We’re currently trying to understand how and why Corosync determined that this single node had quorum.

I’ve attached the relevant Corosync logs from the incident.

What we know so far:​

  • Corosync was trying to reach other cluster members, so we believe the nodes were correctly listed in the Corosync configuration.
  • The network/heartbeat interfaces were flapping – but only on the node that was under maintenance. All other nodes remained stable and were reachable among each other.
  • At 12:51:28, Corosync logs state:

    "This node is within the primary component and will provide service."
    This appears to be the point where the trouble began – but how can this happen with only a single active node?
We would greatly appreciate any insights or guidance from the community on:

  • What could cause Corosync to falsely assume quorum on a single node?
  • How to prevent such a situation in the future?
Thanks in advance for your help!

Best regards,
Julian
 

Attachments

Hi,

Thank you for the log you've provided!


For more information before I reply the actual reason of the issue cause, could you please provide us the `/etc/pve/corosync.conf` and the network configuration `/etc/network/interfaces` as well as the `ip a` output? This should help us to take an overview of the network configuration, and help us understand what happened exactly and how you can improve or avoid that in future.
 
@Moayad @LnxBil
Please find the requested files attached here. The corosync.conf was last modified in October. I'm currently trying to put together what exactly happened, since I wasn't there when the outage occurred. Apparently, the node was put into maintenance, updates were installed and after a reboot, there were some connectivity issues or something - I'm sorry I can't provide more details at the current time.
 

Attachments

Hi,
please check your shell command history from around the time of the message, i.e. May 30 12:51:28
 
somebody ran "pvecm expected 1"..
 
Nothing in the history indicates that somebody did that.
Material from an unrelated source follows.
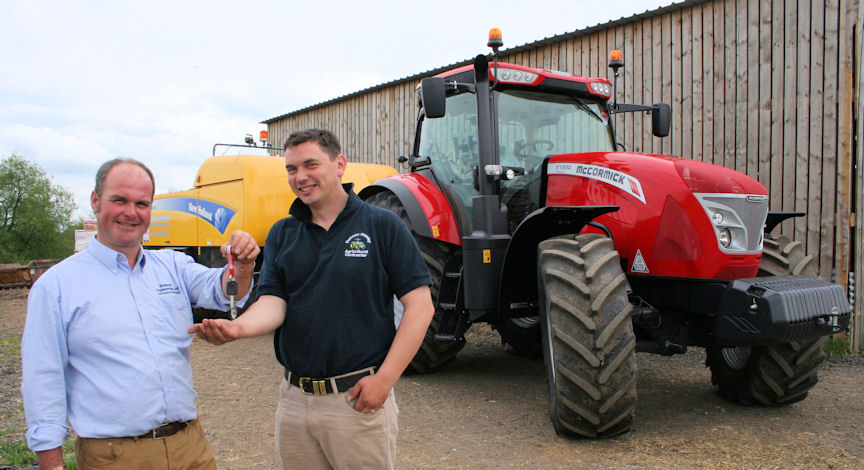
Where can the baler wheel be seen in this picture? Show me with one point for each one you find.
(588, 341)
We only just today noticed that a second node als exhibited the same behaviour. It too became quorate on its own, just four seconds earlier.
 
corosync doesn't change the quorum rules on its own, and neither does PVE. the only way this can happen is if somebody (or something) ran "pvecm expected 1" (or the corresponding "corosync-quorumtool" call it wraps), or the log files and config you provided are incomplete/are not the config that ran at that time.
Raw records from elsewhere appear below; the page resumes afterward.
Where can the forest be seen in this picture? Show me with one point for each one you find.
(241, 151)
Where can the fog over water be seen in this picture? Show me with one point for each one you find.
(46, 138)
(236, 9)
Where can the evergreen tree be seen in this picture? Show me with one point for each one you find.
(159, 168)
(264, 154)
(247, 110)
maybe you can provide the full journal covering those ~15 minutes for all nodes?
 
there's a root ssh login from 192.168.32.10 on both affected nodes (well, two on one, one on the other). those seem to be interactive shells. additionally there's two UI logins on other nodes. I'd start by asking the people that did those - the logs show no trace of anything other than what gets logged when somebody manually sets the expected vote counters on those two nodes.
 
Unfortunately, we do not have a timestamped history. Any hints what to look for?
But you have a history, so have you checked there for the word expected?

We need in general better auditing for the whole system. I just looked into this last week and it is not as easy as it looks, especially filtering out the good and only concentrating on the bad and the ugly.